The only thing which could transport you more vividly to the lost world of Spain’s Sephardic heyday than visiting Cordoba’s atmospheric Jewish quarter, is sleeping in a house which has stood since that time.
Casas de la Juderia is a collection of interlocking townhouses which have been bought for posterity, sympathetically spruced up and transformed into a four-star hotel. And whether it was once home to merchants revelling in spacious rooms or artisans crammed into tenements, what’s certain is that the original 14th century occupants were Jewish.
The location can’t be beaten; right in the heart of the quarter, whose authenticity is guaranteed by special street marker plaques, it’s also within an easy stroll of the Mezquita, the great mediaeval mosque which is this enchanting city’s biggest sightseeing draw.
Jews and Muslims lived in peace in Cordoba during Andalucia’s golden age, and you can see Stars of David carved inside the mosque by Jewish stonemasons who proudly marked their faith while signing their names. A mediaeval synagogue, due to reopen soon after renovations, is even closer to the hotel.
And Casas de la Juderia makes the most of its heritage. Rooms are full of classic Spanish touches: carved furniture, red and gold upholstery, ornate embossed leather headboards, beamed ceilings and wrought iron balcony railings at the tall windows.
They range from large suites to small twin rooms with facing beds, and some rooms are equipped with whirlpool baths, although our bathroom was small if absolutely functional. There is free WiFi for all.
The outdoor public spaces are the real stars of this lodging - elegant tiled corridors lead to endless courtyards in which to read, relax or enjoy a local beer from the honesty bar.
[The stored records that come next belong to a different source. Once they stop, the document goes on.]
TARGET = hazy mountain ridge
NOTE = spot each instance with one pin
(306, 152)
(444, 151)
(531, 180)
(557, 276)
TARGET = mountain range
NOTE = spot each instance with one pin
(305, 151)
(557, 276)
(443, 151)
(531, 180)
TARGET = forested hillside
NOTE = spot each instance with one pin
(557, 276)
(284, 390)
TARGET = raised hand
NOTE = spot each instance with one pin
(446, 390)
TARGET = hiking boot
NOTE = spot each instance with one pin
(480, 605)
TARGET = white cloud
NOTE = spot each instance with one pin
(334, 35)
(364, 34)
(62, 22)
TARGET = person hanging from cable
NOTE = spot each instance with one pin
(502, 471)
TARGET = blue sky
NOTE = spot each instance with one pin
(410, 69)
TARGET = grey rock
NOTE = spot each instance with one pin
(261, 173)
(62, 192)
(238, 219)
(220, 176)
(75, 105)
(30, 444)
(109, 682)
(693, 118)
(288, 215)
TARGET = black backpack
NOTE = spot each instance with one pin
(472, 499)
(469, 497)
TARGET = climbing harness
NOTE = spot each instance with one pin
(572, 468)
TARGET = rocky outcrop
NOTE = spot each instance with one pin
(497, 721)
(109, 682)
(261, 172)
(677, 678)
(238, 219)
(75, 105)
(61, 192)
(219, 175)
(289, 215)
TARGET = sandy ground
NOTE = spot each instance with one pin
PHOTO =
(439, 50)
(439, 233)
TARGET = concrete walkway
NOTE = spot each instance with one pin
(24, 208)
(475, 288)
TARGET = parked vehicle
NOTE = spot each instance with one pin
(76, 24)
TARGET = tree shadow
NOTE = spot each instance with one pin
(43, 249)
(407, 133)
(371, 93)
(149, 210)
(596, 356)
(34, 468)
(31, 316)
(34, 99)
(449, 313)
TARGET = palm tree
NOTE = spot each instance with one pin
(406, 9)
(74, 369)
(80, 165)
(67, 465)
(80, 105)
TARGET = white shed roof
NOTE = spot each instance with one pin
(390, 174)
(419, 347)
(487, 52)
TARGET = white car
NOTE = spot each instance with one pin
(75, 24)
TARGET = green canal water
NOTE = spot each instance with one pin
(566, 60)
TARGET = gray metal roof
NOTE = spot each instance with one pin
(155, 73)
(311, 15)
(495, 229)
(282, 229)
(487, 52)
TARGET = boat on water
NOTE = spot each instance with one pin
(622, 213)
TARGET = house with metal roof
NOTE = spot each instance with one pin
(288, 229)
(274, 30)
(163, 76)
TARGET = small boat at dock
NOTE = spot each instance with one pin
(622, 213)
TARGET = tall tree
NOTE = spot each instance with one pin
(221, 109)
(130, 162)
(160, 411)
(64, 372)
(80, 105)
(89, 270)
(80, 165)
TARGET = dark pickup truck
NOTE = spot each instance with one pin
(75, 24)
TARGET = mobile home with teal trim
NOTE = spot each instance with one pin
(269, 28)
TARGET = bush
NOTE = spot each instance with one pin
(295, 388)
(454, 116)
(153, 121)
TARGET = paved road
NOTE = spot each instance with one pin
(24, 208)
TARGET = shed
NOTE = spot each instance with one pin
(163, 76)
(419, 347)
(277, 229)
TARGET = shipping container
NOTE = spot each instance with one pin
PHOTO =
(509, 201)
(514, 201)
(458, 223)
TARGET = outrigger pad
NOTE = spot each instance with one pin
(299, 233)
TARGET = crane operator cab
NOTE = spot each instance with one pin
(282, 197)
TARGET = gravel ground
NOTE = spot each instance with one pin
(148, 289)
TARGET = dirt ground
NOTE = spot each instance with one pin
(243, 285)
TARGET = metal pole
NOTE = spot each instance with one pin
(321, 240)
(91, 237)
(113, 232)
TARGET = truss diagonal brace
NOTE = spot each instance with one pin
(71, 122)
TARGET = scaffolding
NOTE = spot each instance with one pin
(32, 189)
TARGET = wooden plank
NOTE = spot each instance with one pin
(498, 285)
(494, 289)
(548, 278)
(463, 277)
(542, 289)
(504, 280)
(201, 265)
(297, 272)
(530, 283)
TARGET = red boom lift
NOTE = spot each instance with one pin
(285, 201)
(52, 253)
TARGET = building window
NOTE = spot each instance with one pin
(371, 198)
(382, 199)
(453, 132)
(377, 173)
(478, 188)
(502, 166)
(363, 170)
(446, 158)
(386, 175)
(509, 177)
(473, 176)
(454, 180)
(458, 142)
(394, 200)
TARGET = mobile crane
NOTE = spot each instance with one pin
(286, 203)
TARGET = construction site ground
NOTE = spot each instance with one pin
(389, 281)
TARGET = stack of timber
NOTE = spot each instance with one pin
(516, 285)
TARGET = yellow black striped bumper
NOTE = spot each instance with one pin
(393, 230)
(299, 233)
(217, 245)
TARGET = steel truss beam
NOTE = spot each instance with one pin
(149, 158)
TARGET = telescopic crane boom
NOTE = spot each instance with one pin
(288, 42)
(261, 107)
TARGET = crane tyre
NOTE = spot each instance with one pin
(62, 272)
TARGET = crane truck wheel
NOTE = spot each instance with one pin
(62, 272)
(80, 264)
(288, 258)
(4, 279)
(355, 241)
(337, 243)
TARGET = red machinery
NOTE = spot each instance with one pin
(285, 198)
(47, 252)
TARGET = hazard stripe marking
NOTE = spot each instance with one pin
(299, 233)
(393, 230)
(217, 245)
Finding your room in this network of connected houses can be the only tricky part, as you’ll need to find the right lift first.
The hotel provides some helpful clues with colour-coding - one house has blue doors and windows, in another they are painted maroon and yet another has woodwork picked out in the turquoise which is the traditional colour of Cordoba. All very fetching against the whitewashed walls.
There’s also an attractive pool, babysitting and massage by appointment. One small gripe is that breakfast is served underground, rather than in one of the many beautiful courtyards – sitting among the foliage and fragrance would make a stunning start to the day.
The breakfast itself features eggs and other hot breakfast items, alongside a cold buffet with some organic dishes but the modern windowless room feels at odds with the gracious, old-world atmosphere above ground.
While no other meals are served, except snack service to the pool and patios, a three-minute walk away lies Casa Mazal, where live flamenco guitar accompanies delicious Judeo-Spanish dishes such as artichokes braised in olive oil. Here, served in the restaurant’s own lovely courtyard.